E otro día en la mañana, el fijo del ome bueno fuese para el medio amigo de su padre. E díxole de cómo le enbiava rogar su padre que aquel cuerpo que estava en el saco que le feziese puestas e que le guisasen todo, cocho e asado, ca su padre e él vernían comer con él. E el ome bueno quando lo oyó, començóse a reir e entendió que su amigo quiso provar a su fijo, e díxole que gelo gradesçía e que veniesen tenprano a comer, que guisado lo fallarían muy bien, ca la carne del ome era muy tierna e cozía mucho aína. E el moço se fue para su padre e dixo la respuesta de su medio amigo, e al padre plogo mucho porque tan bien le respondiera. E quando entendieron que era ora de yantar, fuéronse padre e fijo para casa de aquel ome bueno e fallaron las mesas puestas con mucho pan e mucho vino. E los omes buenos començaron a comer muy de rezio, como aquellos que sabían qué tenían delante. E el moço reçelávalo de comer, comoquier que le paresçía bien. E el padre, quando vio que dudava de comer, díxole que comiera seguramente, que atal era la carne del ome como la carne del puerco, e que tal sabor avía. E él començó a comer e sópole bien, e metióse a comer muy de rezio más que los otros, e dixo así:
—Padre señor, vos e vuestro amigo bien me avedes encarniçado en carnes de enemigo; e pues así saben, non puede escapar el otro mio enemigo que era con éste quando me dixo la sobervia, que le non mate e que le non coma muy de grado, ca nunca comí carne que tan bien me sopiese como ésta.
E ellos començaron a pensar sobre esta palabra entre sí, e tovieron que si este moço durase en esta imaginaçión que sería muy crúo e que lo non podrían ende partir. Ca las cosas que ome imagina mientra moço es, mayormente aquellas cosas en que toma sabor, tarde o nunca se puede de ellas partir. E sobre esto, el padre, queriéndole sacar de imaginaçión, començóle a dezir:
—Fijo, porque tú me dixiste que tú avías ganado más de çiento amigos, quise provar si era así. E maté ayer este puerco que agora comemos e cortéle la cabeça e los pies e metí el cuerpo en aquel saco que acá troxiste, e quise que provases tus amigos así como los proveste, e non los falleste atales como cuidavas; pero que falleste este medio amigo bueno e leal, así como devía ser, porque deves parar mientes en quáles amigos deves fiar. Cosa muy fea e muy crúa cosa sería e contra natura querer el ome comer carne de ome, nin aun con fanbre.

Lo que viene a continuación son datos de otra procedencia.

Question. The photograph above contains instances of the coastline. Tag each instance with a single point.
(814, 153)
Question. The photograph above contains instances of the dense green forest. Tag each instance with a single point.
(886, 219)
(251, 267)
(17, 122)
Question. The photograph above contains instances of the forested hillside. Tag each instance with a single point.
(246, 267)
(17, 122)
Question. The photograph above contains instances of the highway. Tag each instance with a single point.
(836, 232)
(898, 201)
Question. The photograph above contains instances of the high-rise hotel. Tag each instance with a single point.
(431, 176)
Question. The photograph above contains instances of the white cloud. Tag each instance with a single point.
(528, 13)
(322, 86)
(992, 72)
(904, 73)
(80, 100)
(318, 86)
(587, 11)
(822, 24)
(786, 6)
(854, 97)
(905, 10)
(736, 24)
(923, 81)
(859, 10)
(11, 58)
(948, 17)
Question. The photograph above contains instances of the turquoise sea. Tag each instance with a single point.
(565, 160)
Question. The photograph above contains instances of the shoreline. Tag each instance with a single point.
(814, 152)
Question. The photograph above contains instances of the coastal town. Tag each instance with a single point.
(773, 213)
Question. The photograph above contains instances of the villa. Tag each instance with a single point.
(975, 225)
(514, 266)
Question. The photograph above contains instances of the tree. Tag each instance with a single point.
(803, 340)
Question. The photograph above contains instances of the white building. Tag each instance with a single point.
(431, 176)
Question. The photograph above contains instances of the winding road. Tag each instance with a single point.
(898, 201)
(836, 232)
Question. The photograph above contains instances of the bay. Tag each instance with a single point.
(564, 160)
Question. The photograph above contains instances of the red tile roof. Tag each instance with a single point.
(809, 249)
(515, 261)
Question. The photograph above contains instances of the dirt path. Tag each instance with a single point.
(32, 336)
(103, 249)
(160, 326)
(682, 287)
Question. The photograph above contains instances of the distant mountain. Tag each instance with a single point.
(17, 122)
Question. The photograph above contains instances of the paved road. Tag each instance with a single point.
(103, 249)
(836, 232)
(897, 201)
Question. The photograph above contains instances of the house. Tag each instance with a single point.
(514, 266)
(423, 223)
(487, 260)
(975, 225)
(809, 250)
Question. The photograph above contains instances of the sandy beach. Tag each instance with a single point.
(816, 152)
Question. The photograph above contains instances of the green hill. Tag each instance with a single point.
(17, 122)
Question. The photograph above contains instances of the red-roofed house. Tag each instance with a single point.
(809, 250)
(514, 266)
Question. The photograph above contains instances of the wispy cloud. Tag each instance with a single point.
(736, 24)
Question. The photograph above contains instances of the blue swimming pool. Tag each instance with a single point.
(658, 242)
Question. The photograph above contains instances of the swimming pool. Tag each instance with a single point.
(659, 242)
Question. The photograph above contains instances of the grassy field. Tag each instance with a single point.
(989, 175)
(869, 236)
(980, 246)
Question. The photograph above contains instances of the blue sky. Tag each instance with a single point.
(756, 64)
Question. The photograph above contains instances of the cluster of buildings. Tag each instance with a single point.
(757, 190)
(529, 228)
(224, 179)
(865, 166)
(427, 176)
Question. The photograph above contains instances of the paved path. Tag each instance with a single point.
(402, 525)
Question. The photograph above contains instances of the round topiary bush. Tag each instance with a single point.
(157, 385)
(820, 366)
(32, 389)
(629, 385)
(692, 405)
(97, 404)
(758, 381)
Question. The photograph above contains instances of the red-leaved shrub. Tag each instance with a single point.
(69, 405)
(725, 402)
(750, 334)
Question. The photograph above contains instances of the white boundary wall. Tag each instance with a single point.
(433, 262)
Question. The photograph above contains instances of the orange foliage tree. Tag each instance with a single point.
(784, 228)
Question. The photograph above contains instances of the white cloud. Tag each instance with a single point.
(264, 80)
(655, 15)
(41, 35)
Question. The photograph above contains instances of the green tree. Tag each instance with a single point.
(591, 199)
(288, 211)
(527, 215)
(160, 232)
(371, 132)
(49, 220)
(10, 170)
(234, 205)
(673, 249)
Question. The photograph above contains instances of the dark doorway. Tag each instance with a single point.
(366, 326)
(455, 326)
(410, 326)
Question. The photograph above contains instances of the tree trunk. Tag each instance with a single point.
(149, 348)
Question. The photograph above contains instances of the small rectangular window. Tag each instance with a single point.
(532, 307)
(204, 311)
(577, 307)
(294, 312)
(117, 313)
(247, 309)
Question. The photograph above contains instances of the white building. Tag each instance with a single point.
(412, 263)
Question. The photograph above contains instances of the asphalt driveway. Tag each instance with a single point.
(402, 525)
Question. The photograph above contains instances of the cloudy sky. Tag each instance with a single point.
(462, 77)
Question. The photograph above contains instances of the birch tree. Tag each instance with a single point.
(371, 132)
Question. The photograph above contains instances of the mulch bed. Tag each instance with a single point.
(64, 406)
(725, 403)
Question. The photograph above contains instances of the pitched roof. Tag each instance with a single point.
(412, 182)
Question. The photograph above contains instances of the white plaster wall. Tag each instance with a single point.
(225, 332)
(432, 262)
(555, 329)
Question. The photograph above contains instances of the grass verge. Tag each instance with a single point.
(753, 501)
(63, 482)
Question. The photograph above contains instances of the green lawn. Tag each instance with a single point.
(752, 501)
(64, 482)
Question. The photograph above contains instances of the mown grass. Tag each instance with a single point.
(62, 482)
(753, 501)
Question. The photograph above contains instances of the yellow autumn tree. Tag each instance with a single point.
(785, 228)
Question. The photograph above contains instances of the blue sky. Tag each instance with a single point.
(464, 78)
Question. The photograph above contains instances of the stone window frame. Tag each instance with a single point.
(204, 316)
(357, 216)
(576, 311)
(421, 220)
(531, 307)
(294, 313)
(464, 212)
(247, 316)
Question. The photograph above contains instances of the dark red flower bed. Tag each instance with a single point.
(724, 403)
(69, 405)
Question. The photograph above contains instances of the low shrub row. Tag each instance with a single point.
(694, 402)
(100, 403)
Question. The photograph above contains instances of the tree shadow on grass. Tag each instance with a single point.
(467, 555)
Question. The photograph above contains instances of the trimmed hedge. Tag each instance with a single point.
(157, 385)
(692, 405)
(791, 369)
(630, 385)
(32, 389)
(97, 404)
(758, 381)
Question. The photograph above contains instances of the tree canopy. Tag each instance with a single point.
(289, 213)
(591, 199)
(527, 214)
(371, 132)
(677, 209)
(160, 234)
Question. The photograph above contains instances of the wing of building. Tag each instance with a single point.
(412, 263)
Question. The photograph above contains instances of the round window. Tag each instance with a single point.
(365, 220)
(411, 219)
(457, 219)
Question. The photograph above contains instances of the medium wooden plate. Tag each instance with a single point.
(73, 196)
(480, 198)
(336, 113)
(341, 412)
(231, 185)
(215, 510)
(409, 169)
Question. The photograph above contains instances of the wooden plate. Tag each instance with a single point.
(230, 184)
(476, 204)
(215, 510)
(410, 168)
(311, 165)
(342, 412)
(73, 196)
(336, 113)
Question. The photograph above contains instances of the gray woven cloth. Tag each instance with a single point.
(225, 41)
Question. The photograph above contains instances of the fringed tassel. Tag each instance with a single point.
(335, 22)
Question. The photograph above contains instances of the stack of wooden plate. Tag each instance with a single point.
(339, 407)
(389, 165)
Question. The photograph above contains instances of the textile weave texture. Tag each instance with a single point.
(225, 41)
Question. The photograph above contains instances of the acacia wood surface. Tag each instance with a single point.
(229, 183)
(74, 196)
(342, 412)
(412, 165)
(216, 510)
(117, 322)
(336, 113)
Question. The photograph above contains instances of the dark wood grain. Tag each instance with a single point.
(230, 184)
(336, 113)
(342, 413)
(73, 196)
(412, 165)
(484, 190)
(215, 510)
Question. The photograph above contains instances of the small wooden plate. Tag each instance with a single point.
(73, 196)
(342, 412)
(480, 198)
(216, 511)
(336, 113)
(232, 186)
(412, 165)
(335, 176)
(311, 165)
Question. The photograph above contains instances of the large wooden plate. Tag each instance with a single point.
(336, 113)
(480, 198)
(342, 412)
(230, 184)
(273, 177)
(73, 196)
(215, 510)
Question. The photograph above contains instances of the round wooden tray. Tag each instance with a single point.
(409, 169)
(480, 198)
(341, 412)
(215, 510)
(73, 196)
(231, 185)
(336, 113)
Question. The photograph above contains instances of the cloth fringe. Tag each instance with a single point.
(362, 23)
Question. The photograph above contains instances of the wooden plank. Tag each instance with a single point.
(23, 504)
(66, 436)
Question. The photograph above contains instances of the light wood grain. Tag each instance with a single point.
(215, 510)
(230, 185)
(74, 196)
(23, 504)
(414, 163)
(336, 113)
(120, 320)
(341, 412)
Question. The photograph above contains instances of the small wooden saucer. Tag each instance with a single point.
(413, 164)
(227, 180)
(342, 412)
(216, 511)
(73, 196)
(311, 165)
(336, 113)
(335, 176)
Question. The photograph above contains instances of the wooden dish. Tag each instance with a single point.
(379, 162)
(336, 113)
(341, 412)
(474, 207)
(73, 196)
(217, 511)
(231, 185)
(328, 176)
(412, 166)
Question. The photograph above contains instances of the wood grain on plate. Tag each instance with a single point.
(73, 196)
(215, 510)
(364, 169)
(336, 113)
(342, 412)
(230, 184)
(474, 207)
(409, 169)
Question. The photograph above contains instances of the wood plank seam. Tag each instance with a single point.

—Padre señor —dixo el moço—, gradesco mucho a Dios porque atán aína me sacaste de esta imaginación en que estava: ca si por mis pecados el otro enemigo oviese muerto, o de él oviese comido, e así me sopiese como esta carne que comemos, non me fartaría ome que non cobdiçiase comer. E por aquesto que me agora dixistes aborresçeré más la carne de ome".
—Çertas —dixo el padre— mucho me plaze, e quiero que sepas que el enemigo e los otros que con él se açertaron te han perdonado; e yo perdoné a ellos por ti, e de aquí adelante guárdate de pelear e non arrufen así malos amigos. Ca quando te viesen en la pelea, desanpararte-ían, así como viste en estos que provaste".